Por entonces, a raíz del ataque japonés a Pearl Harbor, Estados Unidos ya se había sumado al conflicto bélico.  

Al año siguiente, una vez concluida la batalla de Stalingrado, Canaris opinó de Trepper: “Su actuación le costó 200 mil muertos a Alemania”.

La derrota nazi en aquella ciudad significó un punto de severa inflexión en el resultado final de la guerra. Para los nazis era el principio del fin.

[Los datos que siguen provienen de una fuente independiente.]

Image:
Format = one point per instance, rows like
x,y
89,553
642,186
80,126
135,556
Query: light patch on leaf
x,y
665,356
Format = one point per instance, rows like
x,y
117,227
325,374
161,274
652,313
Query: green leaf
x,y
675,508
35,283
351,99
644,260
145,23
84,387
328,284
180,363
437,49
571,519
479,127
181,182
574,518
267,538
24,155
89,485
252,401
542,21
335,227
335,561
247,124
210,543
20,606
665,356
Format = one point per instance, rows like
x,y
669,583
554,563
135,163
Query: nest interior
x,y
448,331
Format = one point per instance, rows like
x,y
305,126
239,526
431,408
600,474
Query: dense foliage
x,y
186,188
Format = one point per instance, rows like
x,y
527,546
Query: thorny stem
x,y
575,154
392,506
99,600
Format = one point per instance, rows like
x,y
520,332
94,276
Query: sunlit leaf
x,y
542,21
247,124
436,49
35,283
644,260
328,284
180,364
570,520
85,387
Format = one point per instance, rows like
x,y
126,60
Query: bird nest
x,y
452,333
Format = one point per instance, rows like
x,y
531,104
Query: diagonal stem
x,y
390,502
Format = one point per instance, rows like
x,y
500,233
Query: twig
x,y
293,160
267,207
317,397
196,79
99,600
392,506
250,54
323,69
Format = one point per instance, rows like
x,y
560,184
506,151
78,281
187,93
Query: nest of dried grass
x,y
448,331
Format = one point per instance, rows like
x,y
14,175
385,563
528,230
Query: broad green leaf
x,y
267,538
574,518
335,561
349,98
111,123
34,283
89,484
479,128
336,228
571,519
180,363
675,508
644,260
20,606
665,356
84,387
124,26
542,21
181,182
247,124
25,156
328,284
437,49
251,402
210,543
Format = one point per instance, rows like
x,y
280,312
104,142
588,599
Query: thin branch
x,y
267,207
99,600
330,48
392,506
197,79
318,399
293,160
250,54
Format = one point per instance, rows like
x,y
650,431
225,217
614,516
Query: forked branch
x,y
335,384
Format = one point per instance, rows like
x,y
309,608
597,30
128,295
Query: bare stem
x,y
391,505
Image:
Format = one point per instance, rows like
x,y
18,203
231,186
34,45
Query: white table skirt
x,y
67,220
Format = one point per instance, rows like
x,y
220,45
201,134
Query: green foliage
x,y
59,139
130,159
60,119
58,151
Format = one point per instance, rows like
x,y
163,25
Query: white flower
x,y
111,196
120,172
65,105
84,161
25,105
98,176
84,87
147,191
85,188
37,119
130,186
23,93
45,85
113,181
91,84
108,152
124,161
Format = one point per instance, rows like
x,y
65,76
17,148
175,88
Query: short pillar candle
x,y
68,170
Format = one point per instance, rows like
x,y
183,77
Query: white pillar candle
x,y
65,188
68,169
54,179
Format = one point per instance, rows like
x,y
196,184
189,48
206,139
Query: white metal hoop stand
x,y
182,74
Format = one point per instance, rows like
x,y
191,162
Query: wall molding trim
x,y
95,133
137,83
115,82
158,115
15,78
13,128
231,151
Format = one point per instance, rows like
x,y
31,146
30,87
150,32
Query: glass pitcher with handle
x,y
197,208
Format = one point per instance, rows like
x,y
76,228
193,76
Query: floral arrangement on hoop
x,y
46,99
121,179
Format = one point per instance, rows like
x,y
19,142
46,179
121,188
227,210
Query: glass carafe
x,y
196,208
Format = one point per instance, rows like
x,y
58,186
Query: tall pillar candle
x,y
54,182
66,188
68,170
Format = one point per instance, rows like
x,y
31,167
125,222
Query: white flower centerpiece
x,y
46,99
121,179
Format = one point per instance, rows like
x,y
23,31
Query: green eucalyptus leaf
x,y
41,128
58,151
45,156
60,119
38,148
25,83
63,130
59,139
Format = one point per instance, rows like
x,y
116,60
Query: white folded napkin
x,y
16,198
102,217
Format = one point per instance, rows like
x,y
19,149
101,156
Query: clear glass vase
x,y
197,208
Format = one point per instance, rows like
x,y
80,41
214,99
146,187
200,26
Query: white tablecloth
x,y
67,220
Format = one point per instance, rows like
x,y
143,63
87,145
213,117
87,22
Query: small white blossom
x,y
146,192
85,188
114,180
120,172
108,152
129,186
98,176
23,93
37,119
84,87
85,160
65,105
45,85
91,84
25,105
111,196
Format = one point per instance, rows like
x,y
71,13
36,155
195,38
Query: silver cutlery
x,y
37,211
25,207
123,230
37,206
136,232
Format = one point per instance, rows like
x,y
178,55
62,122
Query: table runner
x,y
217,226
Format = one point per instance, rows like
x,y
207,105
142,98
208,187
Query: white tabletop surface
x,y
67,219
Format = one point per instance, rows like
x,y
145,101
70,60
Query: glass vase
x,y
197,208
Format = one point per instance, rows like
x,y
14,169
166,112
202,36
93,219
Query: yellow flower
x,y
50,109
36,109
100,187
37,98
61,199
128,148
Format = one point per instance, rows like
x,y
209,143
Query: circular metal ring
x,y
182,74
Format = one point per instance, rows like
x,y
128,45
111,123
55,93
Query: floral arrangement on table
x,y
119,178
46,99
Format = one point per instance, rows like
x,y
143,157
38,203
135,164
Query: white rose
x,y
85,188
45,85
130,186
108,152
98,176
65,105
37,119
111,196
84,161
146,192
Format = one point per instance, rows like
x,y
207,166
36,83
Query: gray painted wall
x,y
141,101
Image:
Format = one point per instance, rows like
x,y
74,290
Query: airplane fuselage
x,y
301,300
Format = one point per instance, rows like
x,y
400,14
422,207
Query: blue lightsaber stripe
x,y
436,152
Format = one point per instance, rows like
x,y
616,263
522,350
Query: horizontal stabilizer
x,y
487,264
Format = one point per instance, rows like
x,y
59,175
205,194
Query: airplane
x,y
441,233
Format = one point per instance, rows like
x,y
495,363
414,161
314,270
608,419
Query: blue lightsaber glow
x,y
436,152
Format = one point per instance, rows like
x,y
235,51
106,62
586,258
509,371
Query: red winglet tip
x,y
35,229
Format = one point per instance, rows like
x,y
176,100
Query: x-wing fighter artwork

En ello, por cierto, la red berlinesa de la Orquesta Roja tuvo mucho que ver, puesto que contribuyó a desmantelar la estrategia alemana al proporcionar —entre otras joyas informativas— datos precisos sobre la fabricación de armas convencionales  y cohetes V1 y V2. Lo más notable es que lo hiciera con las jaurías de Himmler y Canaris pisándole los talones.

Tal es la progresión coreográfica de este libro.

Perrault —cuya bibliografía exhibe otros 26 títulos, entre investigaciones periodísticas, novelas y ensayos, escritos entre 1956 y 2016— suele comparar las pesquisas históricas con la tarea de buscar un diplodocus: “Uno encuentra un hueso aquí, otro allá, y con una dosis de suerte y mucha perseverancia uno logra reconstruir algo parecido a un esqueleto”. Pero también advierte que “el espía es la peor especie de diplodocus”.

Para rearmar esta historia, Perrault recorrió Europa durante tres años, en busca de sus sobrevivientes: viejos agentes de la red soviética, exfuncionarios de la NKVD, veteranos del contraespionaje nazi y otros testigos. También está la palabra del propio Trepper (fallecido en 1982).

En lo genérico, Perrault consiguió con esta obra un logro injustamente soslayado: haber sido un pionero de la non fiction, solo precedido por Rodolfo Walsh (con Operación masacre / 1957) y Truman Capote (con A sangre fría / 1965).

Con ustedes, la hermosa música de La Orquesta Roja.